Prior to joining the Department in 1988, Professor Emerita Feigenbaum was Associate Professor at Claremont McKenna College. She has also held the position of Chief of Methodology Development, Maryland Health Services Cost Review Commission and has been a Scholar-in-Residence at the Center for Study of Public Choice, George Mason University. Dr. Feigenbaum, who received her Ph. D. in 1980 from the University of Wisconsin--Madison, is an applied econometrician interested in the areas of health economics, public choice, and the economics of science. Her most cited published work includes: "The Technological Obsolescence of Scientific Fraud," Rationality and Society (1996); "Denying Access to Life-Saving Technologies," Regulation (Winter 1994); "The Market for (Ir) Reproducible Econometrics," Social Epistemology (Fall 1993); "Body Shop Economics: What's Good for Our Cars May Be Good for Our Health," Regulation (Fall 1992); "Medicare's Prospective Payment System: A Victim of Aggregation Bias?" Review of Economics and Statistics (1992). Dr. Feigenbaum received a competitive five-year National Science Foundation (NSF) grant to support her research on scientific integrity in economic analysis; served as Senior Investigator on an NSF curriculum innovation grant to improve the teaching of introductory microeconomics; and, served as Senior Investigator on an NSF Laboratory Grant to create the UMSL Laboratory for Quantitative Economic Analysis.

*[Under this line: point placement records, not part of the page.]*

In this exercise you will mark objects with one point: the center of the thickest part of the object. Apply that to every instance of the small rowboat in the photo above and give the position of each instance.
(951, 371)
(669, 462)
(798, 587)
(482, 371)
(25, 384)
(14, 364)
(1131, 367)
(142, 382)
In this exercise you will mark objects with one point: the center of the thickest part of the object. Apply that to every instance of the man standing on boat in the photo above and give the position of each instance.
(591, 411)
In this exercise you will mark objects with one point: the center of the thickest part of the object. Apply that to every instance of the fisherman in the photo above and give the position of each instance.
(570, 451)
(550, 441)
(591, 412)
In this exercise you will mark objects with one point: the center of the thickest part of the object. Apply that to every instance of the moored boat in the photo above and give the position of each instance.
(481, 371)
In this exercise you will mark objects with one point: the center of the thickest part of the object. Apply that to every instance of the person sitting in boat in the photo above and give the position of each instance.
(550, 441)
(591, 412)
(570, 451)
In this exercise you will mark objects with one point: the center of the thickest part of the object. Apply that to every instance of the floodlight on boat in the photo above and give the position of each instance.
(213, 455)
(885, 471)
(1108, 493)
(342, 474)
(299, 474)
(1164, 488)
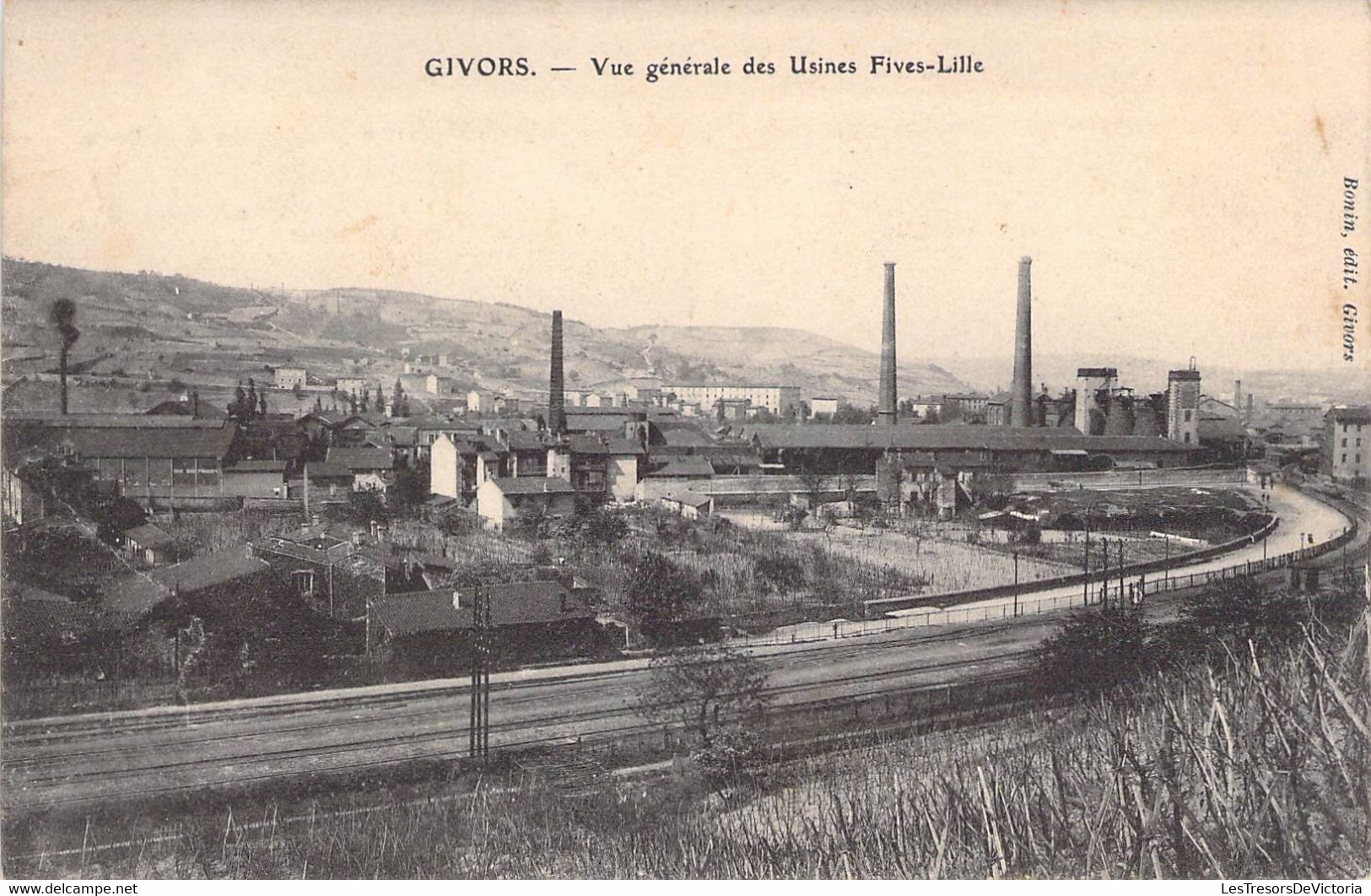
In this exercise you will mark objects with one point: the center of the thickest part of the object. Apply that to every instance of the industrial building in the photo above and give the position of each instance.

In 1997, she received the Governor's Award for Teaching Excellence, and in 1999 she received the Chancellor's Award for Excellence in Teaching. Dr. Feigenbaum has served as Vice-President of the Midwest Economics Association and as an Executive Board member for the Western Economics Association. In the spring of 2000, she was named by then-Governor Mel Carnahan as a Trustee for the Missouri Consolidated Health Plan, a state commission charged with providing health insurance for state and municipal employees.  Dr. Feigenbaum was awarded the title of Curators' Teaching Professor in 2015.